Memory plays an important role in Brickhouse’s visually poetic work. The title of the show refers to the artist’s penchant for returning to past experiences to engage more fully with the present and be able to create new forms. As Jason Stopa wrote about Brickhouse’s work in the Brookyln Rail, “These are works about what it means to be engaged in the present moment. They are some of the most intimate paintings of our time.”

In this latest body of work, certain subjects reoccur: fish, birds, water, dreams, flowers, seasons, human feet, and the circus. The paintings reflect the sheer wonder and mystery of the natural world. Early in his career, Brickhouse spent three years fishing in Montauk, at the eastern tip of Long Island. As he acknowledges, the experience of the sea had a profound effect on his subsequent life.

It is perhaps not surprising then that images of fish appear in a number of paintings, such as “Big Fish” (2022), in which a man holds a fish too big for the tank in front of him. “Rescue” (2023) features three speckle-colored figures collectively struggling to carry a large blue fish, while in “Big Fish 3,” two naked figures attempt to hold a gigantic fish above their heads as birds fly overhead. In other paintings, subjects offer various gifts, such as an armful of flowers. Monsters also occasionally make an appearance. According to Brickhouse, “I see in my own work an attempt to find imagery that can speak to these times full of mythic and monstrous forms.”

Brickhouse often works on a small scale, building up his canvasses with thick impasto that gives his work a strong sense of materiality. He cites the French artist Chaïm Soutine as creating intense moments through the movement of “paint being pushed into paint.” Brickhouse observes, “There is something so alive and sensuous about paint, this colored mush of ground minerals and oil.” The interplay between figuration and the thick surface creates a rich tension—a sense of vitality and immediacy—in the work.
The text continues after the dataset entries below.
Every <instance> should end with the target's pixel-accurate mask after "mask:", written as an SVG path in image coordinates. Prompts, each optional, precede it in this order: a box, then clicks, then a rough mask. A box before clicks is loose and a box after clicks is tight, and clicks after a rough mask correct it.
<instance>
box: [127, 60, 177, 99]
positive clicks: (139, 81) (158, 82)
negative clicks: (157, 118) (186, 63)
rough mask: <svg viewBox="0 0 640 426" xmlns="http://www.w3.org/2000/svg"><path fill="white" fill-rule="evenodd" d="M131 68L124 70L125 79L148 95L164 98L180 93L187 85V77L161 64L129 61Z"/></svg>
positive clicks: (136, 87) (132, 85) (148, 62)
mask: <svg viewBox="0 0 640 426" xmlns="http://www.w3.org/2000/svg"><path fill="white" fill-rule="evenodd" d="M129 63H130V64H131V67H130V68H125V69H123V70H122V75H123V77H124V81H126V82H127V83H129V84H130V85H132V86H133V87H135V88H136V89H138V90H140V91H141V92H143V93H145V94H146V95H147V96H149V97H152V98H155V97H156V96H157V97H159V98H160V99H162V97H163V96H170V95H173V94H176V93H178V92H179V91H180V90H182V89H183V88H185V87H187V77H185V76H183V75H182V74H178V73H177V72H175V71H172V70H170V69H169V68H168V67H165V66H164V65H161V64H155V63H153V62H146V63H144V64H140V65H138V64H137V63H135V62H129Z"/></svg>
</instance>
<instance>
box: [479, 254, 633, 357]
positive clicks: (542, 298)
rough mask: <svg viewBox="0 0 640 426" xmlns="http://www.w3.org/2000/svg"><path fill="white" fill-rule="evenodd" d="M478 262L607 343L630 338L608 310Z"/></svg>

The heavily crusted still life “Summers End II” (2023) is part of a series he made from paint waste—leftover paint from students in his college painting class.
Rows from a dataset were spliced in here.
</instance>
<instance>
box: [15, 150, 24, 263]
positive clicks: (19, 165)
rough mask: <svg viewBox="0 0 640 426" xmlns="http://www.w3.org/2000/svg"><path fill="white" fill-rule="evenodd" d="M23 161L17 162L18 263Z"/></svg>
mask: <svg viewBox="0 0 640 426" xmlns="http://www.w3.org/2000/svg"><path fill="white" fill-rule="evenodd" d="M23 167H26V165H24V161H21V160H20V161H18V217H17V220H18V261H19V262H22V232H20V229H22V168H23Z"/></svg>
Farrell Brickhouse (born 1949) grew up in Queens and studied art at Queens College. Over a long career, he has had solo exhibitions at Julian Pretto Gallery, Max Protetch, Pamela Auchincloss, Life on Mars, Fred Giampietro Gallery, and John Davis Gallery. His work has been reviewed in the New York Times, The Brooklyn Rail, and Artforum. Brickhouse taught painting for many years at School of the Visual Arts (SVA) before retiring and eventually relocating to Hudson, New York.